« Je suis le Bon Pasteur. » C’est ce qu’il avait dit. Mais je me souvenais des images pieuses, doucereuses, d’autrefois : le doux enfant Jésus, tout rose, tout gentil, une brebis bien propre allongée sur l’épaule. Et ce besoin toujours d’un monde rassurant. Et cette tentation de vivre comme des anges, les yeux levés au ciel et la main dans la main. Cette recherche aussi d’un Jésus tout gentil qui viendrait nous bercer, qui nous consolerait, qui nous endormirait. Tout cela me paraissait tellement loin d’un berger. Et tellement loin aussi du Jésus de l’Evangile.
« Je suis le vrai berger », avait-il précisé. C’est qu’il y en a des faux. Des gourous de toutes sortes, des mages et des devins, des êtres d’exception, des héros, des voyants. Et ceux qui prétendaient avoir délégation et jouer aux bergers, à sa place, en son nom. Comme s’il n’avait pas dit qu’il était, lui, le vrai, le seul, l’unique berger. Et qui malgré cela s’arrogeaient le pouvoir de dire ce qui est bien ou mal pour le troupeau. De séparer déjà les brebis et les boucs. Et moi, ces bergers-là me paraissaient si loin du Jésus de l’Evangile.

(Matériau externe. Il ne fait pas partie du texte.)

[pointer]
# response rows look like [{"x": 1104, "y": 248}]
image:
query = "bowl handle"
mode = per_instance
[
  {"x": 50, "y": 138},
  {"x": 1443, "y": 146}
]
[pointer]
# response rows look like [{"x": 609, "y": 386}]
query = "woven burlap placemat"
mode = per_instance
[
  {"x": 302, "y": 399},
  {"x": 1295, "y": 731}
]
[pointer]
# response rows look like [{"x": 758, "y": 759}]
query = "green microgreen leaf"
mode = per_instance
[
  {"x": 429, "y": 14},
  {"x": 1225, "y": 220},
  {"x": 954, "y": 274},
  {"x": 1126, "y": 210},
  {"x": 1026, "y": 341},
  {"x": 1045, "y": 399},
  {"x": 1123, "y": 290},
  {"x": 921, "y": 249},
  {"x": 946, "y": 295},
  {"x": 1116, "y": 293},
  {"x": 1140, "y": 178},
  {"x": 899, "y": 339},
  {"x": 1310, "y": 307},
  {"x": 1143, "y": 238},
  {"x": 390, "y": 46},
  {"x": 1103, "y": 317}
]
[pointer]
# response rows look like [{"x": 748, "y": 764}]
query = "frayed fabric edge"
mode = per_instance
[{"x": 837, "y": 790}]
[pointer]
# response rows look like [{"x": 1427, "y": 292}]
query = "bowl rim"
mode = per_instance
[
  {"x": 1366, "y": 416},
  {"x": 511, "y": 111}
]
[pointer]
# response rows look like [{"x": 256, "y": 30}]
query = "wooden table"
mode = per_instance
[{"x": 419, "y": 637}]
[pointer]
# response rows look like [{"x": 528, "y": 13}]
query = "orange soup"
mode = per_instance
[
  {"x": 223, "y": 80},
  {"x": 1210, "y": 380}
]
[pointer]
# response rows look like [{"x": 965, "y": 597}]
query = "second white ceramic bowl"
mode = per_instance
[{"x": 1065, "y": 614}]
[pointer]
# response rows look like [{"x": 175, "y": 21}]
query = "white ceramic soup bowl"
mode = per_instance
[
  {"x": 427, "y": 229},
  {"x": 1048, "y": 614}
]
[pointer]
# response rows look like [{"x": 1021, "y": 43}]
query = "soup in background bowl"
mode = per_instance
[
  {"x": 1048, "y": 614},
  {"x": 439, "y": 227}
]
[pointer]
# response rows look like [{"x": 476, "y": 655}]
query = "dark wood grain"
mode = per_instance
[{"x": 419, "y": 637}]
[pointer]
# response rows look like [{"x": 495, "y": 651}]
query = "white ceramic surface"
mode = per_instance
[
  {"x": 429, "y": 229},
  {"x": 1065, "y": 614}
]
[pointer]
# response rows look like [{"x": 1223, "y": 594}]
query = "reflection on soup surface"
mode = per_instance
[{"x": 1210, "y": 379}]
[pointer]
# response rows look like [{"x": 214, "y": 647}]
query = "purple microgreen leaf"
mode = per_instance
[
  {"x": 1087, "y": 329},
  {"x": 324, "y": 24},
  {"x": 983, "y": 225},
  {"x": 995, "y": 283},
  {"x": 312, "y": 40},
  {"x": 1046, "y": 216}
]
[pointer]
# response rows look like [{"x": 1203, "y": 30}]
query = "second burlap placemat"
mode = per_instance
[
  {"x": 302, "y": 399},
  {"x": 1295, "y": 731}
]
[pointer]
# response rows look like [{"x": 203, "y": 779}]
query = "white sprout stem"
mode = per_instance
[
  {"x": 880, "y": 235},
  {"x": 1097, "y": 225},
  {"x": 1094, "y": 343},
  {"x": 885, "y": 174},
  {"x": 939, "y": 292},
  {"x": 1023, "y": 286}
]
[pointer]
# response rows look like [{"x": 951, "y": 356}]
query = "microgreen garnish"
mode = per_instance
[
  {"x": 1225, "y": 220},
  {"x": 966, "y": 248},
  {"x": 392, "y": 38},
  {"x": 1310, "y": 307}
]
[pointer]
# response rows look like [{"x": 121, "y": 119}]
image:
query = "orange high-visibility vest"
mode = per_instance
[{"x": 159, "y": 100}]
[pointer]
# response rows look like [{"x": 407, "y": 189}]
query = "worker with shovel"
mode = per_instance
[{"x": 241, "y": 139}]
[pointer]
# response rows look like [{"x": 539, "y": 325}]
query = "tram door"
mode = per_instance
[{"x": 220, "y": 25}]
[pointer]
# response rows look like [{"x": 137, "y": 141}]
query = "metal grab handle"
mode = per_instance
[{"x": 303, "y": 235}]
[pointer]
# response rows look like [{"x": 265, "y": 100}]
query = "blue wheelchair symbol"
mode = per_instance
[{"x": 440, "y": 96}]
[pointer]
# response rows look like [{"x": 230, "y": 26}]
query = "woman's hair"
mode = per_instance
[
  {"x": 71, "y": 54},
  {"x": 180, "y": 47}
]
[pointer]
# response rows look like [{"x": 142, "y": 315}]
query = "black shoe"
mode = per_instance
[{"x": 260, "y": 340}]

II avait ajouté : « Je connais mes brebis. Elles écoutent ma voix. » La voix de celui qui est toujours en recherche de la brebis perdue ; qui toujours se retrouve du côté des exclus, des paumés, des rejetés, de ceux qui ne rapportent rien ; des ridiculisés et des crucifiés ; et de ceux dont la croix est trop lourde à porter ; de ceux qui traînent en chemin et de ceux qui s’égarent ; de ceux et celles qui n’ont pas de domicile fixe dans la société, dans l’Eglise non plus. La voix des hommes sans voix. Et je me suis dit que cette voix fleurait bon l’Evangile. Comme une bonne nouvelle.